Yield: 6 Servings
|¾ cup||Olive oil|
|3 tablespoons||Fresh lemon juice|
|3 tablespoons||Fresh cilantro; chopped|
|¼ teaspoon||Freshly ground pepper|
|2||Fennel bulbs; trimmed; cut in half lengthwise|
|4||Baby artichokes; trimmed|
|2||Whole heads garlic; unpeeled|
|2||Belgian endives (witloof/|
|2||Anaheim (mild green) chili|
|Peppers; cut in half lengthwise; seed; derib|
|8 ounces||Whole fresh shiitake|
|12||To 16 thin asparagus (12 oz) trimmed|
|1 large||Red onion; cut crosswise into slices 1/2" thick|
NORMA WRENN MSN
Here is a suggested medley of vegetables, but improvise and use whatever is in season and reasonably young and tender. Very firm vegetales will grill more quickly and evenly if you first cook them in boiling water until just tender, a step that can be done hours ahead.
In a small bowl whisk together the olive oil, lemon juice, cilantro, salt and pepper, set aside.

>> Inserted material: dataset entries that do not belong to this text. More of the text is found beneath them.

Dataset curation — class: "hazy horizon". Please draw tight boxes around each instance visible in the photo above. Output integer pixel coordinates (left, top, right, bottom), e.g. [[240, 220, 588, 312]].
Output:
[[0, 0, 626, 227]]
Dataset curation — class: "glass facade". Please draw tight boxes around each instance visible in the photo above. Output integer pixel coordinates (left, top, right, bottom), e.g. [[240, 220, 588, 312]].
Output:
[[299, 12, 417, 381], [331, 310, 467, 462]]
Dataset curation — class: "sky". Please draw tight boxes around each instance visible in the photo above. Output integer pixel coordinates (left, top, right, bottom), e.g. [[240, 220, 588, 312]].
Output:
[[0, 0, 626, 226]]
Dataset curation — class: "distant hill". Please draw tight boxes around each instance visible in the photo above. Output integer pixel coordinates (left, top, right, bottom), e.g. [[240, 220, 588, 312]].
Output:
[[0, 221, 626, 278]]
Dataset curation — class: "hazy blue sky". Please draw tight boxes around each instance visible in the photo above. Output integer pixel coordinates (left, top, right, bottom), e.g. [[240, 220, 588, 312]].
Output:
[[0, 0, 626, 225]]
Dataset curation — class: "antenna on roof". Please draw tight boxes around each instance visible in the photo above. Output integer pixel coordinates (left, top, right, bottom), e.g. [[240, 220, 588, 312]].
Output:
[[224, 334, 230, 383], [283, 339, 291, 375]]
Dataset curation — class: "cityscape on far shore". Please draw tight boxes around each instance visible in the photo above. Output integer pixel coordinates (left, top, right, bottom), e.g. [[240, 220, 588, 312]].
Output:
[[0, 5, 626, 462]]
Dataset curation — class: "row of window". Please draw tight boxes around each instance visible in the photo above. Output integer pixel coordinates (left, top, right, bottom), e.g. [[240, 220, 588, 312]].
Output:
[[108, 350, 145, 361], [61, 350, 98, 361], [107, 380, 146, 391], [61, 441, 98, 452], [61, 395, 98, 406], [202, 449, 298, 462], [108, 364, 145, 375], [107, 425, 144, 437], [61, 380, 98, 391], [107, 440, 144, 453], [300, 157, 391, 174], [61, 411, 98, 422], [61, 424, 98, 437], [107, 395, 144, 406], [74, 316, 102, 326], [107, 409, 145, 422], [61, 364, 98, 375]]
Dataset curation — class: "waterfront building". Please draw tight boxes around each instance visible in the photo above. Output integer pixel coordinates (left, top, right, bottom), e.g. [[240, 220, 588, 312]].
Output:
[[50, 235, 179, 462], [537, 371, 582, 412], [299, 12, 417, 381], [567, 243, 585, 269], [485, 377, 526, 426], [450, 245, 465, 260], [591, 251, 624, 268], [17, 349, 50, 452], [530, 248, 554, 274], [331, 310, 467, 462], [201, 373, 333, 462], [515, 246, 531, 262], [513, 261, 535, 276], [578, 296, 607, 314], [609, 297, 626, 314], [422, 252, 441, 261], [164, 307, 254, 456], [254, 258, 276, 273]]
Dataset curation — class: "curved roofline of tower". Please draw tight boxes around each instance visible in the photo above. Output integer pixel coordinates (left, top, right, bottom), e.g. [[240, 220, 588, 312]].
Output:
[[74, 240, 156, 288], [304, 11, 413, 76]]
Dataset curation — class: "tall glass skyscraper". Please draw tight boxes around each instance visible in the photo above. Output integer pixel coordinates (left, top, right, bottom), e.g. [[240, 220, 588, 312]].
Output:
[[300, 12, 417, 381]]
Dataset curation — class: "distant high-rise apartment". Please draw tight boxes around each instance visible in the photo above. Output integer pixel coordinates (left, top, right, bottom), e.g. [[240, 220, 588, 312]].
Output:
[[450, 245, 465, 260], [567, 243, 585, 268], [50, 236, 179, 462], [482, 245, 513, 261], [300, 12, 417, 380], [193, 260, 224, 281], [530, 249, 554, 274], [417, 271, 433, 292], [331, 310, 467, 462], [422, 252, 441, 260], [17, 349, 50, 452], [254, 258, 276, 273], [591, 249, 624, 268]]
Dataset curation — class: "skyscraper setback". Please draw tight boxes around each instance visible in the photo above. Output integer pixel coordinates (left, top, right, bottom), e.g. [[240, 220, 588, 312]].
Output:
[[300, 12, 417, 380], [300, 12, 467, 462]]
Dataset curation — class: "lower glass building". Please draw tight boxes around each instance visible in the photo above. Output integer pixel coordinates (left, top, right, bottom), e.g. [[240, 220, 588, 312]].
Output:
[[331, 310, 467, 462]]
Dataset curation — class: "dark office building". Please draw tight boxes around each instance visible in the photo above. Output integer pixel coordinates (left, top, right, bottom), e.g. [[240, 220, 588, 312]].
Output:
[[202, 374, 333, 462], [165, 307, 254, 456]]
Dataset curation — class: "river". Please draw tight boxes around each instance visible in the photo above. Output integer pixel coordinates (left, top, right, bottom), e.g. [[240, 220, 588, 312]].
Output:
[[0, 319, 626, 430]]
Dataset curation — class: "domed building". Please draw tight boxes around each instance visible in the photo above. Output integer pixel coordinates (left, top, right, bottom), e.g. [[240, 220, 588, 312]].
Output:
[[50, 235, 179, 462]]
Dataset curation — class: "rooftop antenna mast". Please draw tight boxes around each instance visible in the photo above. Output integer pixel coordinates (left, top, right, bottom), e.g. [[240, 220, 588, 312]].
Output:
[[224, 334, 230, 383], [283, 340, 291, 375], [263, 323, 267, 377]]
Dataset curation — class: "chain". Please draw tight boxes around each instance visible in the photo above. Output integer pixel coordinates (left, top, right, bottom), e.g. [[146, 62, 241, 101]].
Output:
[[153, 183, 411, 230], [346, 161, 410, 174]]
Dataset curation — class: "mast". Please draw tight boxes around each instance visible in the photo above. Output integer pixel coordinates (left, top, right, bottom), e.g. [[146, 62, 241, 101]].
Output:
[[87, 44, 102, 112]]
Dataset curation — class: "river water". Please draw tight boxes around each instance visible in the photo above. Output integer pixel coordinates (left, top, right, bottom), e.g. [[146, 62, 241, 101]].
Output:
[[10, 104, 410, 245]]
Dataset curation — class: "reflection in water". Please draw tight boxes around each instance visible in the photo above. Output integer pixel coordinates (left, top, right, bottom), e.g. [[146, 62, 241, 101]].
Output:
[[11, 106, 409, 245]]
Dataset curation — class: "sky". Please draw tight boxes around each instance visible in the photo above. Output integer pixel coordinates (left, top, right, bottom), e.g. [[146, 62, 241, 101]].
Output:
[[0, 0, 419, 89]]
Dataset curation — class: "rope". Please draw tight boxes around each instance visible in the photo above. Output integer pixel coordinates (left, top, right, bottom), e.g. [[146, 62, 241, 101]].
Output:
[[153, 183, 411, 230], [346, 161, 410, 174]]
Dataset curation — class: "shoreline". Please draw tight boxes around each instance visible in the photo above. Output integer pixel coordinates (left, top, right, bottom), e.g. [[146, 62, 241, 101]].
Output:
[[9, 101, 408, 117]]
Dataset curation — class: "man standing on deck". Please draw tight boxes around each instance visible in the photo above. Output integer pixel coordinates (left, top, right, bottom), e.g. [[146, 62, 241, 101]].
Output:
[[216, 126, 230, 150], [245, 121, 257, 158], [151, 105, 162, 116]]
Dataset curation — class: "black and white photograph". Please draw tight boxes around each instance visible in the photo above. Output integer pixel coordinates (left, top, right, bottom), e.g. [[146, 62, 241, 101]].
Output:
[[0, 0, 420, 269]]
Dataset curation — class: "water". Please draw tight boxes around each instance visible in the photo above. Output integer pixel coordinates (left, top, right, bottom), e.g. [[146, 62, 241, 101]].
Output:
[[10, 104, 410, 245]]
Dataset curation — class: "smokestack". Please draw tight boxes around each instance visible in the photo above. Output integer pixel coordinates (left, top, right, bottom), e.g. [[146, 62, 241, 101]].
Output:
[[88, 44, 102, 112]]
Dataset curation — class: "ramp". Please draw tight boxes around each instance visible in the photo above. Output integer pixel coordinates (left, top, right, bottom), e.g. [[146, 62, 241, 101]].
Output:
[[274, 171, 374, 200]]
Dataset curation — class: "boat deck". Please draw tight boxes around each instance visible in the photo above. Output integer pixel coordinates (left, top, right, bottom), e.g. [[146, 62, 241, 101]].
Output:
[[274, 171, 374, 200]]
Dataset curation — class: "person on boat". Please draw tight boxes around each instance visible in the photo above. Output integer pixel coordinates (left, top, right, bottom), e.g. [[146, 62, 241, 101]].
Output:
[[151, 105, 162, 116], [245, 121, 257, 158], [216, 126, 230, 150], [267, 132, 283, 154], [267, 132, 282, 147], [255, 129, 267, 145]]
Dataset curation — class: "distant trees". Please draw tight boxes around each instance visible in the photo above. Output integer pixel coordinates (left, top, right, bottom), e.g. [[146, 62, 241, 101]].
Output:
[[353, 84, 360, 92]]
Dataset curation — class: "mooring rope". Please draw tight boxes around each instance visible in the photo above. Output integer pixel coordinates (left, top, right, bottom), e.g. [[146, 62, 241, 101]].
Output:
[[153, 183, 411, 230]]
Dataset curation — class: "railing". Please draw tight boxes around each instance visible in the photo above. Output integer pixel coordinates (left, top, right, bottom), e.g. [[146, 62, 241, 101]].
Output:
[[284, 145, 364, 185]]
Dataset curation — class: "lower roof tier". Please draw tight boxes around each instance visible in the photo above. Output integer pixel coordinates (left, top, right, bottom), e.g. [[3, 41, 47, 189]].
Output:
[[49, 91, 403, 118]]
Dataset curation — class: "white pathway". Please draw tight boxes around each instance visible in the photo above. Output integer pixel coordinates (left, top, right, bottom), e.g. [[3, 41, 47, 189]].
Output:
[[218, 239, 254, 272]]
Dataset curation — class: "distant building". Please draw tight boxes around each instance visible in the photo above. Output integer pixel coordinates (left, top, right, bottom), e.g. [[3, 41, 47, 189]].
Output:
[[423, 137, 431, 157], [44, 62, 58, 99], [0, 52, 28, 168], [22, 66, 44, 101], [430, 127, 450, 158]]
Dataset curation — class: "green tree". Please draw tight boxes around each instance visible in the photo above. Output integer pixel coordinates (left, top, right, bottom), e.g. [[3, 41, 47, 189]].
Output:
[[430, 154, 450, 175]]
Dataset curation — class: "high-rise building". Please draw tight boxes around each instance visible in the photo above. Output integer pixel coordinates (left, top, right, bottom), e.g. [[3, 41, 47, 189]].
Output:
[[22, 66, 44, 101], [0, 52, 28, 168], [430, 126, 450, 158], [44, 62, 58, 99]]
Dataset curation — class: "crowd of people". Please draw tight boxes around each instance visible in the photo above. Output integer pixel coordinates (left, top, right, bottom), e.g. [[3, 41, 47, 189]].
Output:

In a large pot bring about 4 quarts salted water to a rapid boil.
Cook the fennel bulbs until just tender when pierced, 7-10 minutes.
Remove them and drain well; set aside. Drop in the artichokes and cook until just tender, 5-10 minutes. Scoop them out, drain well and then cut them in half lengthwise; set aside. Blanch the garlic heads for about 5 minutes; remove them, drain well and set aside. Finally, blanch the Belgian endives for about 1 minute; remove them, drain well and then cut in half lengthwise. Set aside. Have th chili peppers, mushrooms, asparagus and onion at hand also.
Prepare a fire in a grill. Position the oiled grill rack 4-6 inches above the fire. Arrange the vegetables on the rack. Grill the fennel halves, artichoke halves, whole garlic heads and onion slices for about 12 minutes, the pepper halves and mushrooms for about 10 minutes, the endive halves for about 8 minutes, and the asparagus for 4-8 minutes, depending upon size. As the vegetables cook, turn them two or three times and brush with the oil mixture. Serve warm or at room temperature.